Literary scholars often argue that this conversation about the merits of “gillyvors” is actually a debate about art vs. nature. When Perdita points out that she doesn’t have any “gillyvors” (gillyflowers, or carnations) to offer her guests, Polixenes takes issue with her referring to the cross-bred flowers as “nature’s bastards.” Polixenes argues that crossbred flowers are superior to plain old carnations and that the “art” of grafting is completely “natural.” (“Grafting” is a horticultural practice where a plant’s tissue is fused with another plant in order to create a “hybrid.”) Perdita, on the other hand, prefers flowers that are pure and that haven’t been influenced by the “art” of grafting.

Quote #2


Then make your garden rich in gillyvors,

And do not call them bastards.


I'll not put

The dibble in earth to set one slip of them;

No more than were I painted I would wish

This youth should say 'twere well and only therefore

Desire to breed by me. Here's flowers for you;

Hot lavender, mints, savoury, marjoram;

The marigold, that goes to bed wi' the sun

And with him rises weeping: these are flowers

Of middle summer, and I think they are given

To men of middle age. You're very welcome. (4.4.4)

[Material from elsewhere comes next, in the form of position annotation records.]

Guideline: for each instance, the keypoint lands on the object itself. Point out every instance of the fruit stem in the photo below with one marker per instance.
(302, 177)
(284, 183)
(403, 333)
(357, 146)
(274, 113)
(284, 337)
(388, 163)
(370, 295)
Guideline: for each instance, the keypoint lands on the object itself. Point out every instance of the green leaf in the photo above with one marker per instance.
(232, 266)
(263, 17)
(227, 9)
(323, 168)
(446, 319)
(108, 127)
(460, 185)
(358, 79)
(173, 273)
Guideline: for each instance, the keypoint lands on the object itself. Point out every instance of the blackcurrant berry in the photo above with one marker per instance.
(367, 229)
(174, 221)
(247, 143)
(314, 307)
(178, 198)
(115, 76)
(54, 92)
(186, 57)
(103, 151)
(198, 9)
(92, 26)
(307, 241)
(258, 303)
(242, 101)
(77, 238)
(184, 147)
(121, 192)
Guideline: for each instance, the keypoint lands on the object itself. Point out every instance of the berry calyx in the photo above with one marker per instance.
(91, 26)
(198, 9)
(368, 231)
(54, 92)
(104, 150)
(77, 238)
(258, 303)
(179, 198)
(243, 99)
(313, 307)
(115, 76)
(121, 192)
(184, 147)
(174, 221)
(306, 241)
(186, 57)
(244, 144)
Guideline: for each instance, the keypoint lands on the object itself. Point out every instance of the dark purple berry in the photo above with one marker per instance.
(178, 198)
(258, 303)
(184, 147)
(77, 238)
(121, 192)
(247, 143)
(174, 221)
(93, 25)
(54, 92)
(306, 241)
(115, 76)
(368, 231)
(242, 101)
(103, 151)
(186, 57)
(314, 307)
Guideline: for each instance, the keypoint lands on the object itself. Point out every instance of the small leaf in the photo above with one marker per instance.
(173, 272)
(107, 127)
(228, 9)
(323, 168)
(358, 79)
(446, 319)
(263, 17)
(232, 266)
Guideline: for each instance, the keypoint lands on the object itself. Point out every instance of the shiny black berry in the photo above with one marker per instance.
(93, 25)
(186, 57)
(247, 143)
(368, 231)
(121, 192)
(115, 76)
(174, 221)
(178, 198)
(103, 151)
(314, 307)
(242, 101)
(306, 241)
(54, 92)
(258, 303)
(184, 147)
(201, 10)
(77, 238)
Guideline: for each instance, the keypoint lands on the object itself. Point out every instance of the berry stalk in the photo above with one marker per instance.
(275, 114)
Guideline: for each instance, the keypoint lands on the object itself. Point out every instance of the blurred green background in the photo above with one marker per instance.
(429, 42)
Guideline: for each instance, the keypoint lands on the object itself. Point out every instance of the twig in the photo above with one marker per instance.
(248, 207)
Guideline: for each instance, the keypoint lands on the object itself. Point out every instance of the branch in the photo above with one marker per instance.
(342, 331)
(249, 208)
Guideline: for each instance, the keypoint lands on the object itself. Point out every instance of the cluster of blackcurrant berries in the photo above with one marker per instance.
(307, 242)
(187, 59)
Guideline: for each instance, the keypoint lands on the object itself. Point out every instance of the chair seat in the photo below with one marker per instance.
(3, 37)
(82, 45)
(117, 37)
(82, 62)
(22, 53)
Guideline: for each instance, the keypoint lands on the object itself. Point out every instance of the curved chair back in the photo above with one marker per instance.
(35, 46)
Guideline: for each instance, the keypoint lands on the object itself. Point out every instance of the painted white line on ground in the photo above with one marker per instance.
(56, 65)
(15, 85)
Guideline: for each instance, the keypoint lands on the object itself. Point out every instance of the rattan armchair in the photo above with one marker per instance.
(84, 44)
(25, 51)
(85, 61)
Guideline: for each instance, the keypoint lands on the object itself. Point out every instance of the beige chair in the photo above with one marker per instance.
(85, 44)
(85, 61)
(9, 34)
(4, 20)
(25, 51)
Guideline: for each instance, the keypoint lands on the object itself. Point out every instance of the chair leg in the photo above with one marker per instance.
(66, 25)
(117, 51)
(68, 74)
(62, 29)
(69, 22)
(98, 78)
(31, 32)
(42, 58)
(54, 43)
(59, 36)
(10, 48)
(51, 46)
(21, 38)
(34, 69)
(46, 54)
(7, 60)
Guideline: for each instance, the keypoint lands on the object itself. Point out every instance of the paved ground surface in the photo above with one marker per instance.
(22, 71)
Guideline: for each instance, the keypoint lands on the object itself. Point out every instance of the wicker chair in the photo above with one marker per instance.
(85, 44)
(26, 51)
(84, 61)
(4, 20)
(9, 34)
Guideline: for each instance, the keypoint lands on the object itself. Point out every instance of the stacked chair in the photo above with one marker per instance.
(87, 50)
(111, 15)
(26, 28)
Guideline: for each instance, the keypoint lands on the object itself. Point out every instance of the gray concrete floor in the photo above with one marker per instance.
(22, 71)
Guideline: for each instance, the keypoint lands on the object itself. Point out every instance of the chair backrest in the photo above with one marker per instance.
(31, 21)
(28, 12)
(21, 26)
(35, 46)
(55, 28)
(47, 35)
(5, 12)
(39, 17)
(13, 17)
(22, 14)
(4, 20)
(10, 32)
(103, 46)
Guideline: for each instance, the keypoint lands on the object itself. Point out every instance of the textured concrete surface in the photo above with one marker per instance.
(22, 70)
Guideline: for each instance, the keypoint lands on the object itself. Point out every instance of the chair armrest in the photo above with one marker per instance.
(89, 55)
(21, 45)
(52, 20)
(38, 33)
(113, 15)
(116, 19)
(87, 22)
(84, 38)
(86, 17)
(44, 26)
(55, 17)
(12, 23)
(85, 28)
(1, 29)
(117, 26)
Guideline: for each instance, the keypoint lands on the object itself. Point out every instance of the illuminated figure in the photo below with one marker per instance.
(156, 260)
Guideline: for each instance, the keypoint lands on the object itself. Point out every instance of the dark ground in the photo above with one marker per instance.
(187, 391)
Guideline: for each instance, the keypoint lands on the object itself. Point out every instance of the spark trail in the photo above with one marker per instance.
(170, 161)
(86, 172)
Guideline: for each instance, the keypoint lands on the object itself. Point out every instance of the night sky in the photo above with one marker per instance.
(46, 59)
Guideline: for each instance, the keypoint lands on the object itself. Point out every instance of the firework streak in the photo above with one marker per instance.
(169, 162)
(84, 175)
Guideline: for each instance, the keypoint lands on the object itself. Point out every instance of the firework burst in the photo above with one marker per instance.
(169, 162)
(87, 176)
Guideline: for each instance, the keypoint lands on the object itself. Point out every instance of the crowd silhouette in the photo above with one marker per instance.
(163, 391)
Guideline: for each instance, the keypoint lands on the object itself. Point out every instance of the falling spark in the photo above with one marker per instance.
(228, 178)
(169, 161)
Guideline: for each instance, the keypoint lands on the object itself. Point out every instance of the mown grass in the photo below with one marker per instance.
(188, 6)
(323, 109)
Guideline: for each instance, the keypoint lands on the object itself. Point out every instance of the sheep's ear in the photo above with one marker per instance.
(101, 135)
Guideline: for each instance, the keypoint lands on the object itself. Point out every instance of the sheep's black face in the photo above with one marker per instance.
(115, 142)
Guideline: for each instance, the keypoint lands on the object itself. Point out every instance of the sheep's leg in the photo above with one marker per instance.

In the previous passage, we saw how, for Polixenes, grafting is a “natural” process while Perdita sees cross-breeding flowers to create a hybrid as “artifice.” In this passage, the debate turns into something quite personal for Perdita. She says she’d no sooner plant a cross-bred gillyflower in her garden than she would “paint” her face with make-up in order to attract a potential husband (Florizel, whose name associates him with the flowers of spring) to “breed” with. By this point in the conversation, grafting seems to have become a metaphor for family relationships. What’s interesting about this is that, here, Polixenes says that grafting or cross-breeding flowers will ultimately produce a “nobler” breed, but when he later learns that his son wants to “graft” himself to (marry) a lowly shepherd’s daughter, he objects. We can take the implied metaphor further by also pointing out that Perdita doesn’t realize she’s been “grafted” to the Old Shepherd’s family (she was adopted).

Quote #3

Your high self,

The gracious mark o' the land, you have obscured

With a swain's wearing, and me, poor lowly maid,

Most goddess-like prank'd up: but that our feasts

In every mess have folly and the feeders

Digest it with a custom, I should blush

To see you so attired, sworn, I think,

To show myself a glass.


Even now I tremble

To think your father, by some accident,

Should pass this way as you did: O, the Fates!

How would he look, to see his work so noble

Vilely bound up? What would he say? Or how

Should I, in these my borrow'd flaunts, behold

The sternness of his presence? (4.4.1-2)

Perdita is pretty self-conscious about being dressed up in an artificial “Queen of the Feast” costume (when she thinks she’s nothing more than a lowly shepherd’s daughter) and she says as much in the play. While Perdita thinks it’s wrong for her to dress up as something that she’s not, the audience understands that her festival costume actually speaks to her true nature or identity (the princess and future Queen of Sicily).